Concerned that Germany's federal spy agency has been snooping on its email exchanges with journalists operating in dangerous countries, press freedom group Reporters Without Borders has lodged a constitutional lawsuit against the Bundesnachrichtendienst (BND).
Reporters Without Borders, Reporter ohne Grenzen or ROG, previously sued the BND at a Leipzig federal administrative court in 2015, arguing that the spy agency's mass-surveillance programs were likely to have scooped up its correspondence.
The claim related specifically to the year 2013 when, according to a subsequent parliamentary report, the BND's email-scanning systems flagged up over 15,000 messages for inspection by human eyes.
Given that ROG regularly corresponds with reporters in countries that are of interest to the BND, such as those in former Soviet states, the organization said it was likely that the BND's search criteria would have flagged up its communications.

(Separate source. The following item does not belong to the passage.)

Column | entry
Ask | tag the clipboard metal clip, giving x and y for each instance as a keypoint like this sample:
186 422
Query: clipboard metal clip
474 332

ROG claimed this surveillance of its emails was illegal. However, last December the Leipzig court threw out most of the case on the basis that the press organization could not prove its correspondence had been spied on. A separate strand of the suit, regarding the legality of the BND's VerAS metadata analysis system, is still under way.
Now ROG is appealing to Germany's highest court. According to spokesman Christoph Dreyer, this development was always expected. "We were in fact hoping to take it to the constitutional court," he said.
As before, ROG reckons the BND is breaking Germany's G10 law, which covers the secrecy of post and telecoms and which supposedly imposes restrictions on the BND's activities. ROG says the surveillance infringes on freedom of expression and interferes with the freedom of the profession, because it limits the ability of journalists to maintain confidentiality.
Importantly, though, ROG is now also complaining about the lack of effective legal recourse.
"Because this surveillance is done in secret, the courts have been saying that you can't prove you were affected by it," Dreyer said. "We consider that absurd. It means you have no way to get the courts to look at it."
The BND's mass-surveillance capabilities come largely from tapping into the data that flows through German internet infrastructure, particularly the De-Cix exchange point in Frankfurt, the largest hub of its kind in the world.
The G10 law supposedly restricts the agency to inspecting a maximum of 20 percent of the traffic flowing through De-Cix, but last September the hub's operators sued the government, complaining that the BND had been exceeding that limit.
Last week, Der Spiegel reported that the BND has been systematically spying on foreign journalists for years. However, this surveillance was targeted rather than the type of mass snooping at the heart of ROG's new complaint.
The BND declined to comment on ROG's constitutional suit, saying it does not publicly discuss its work.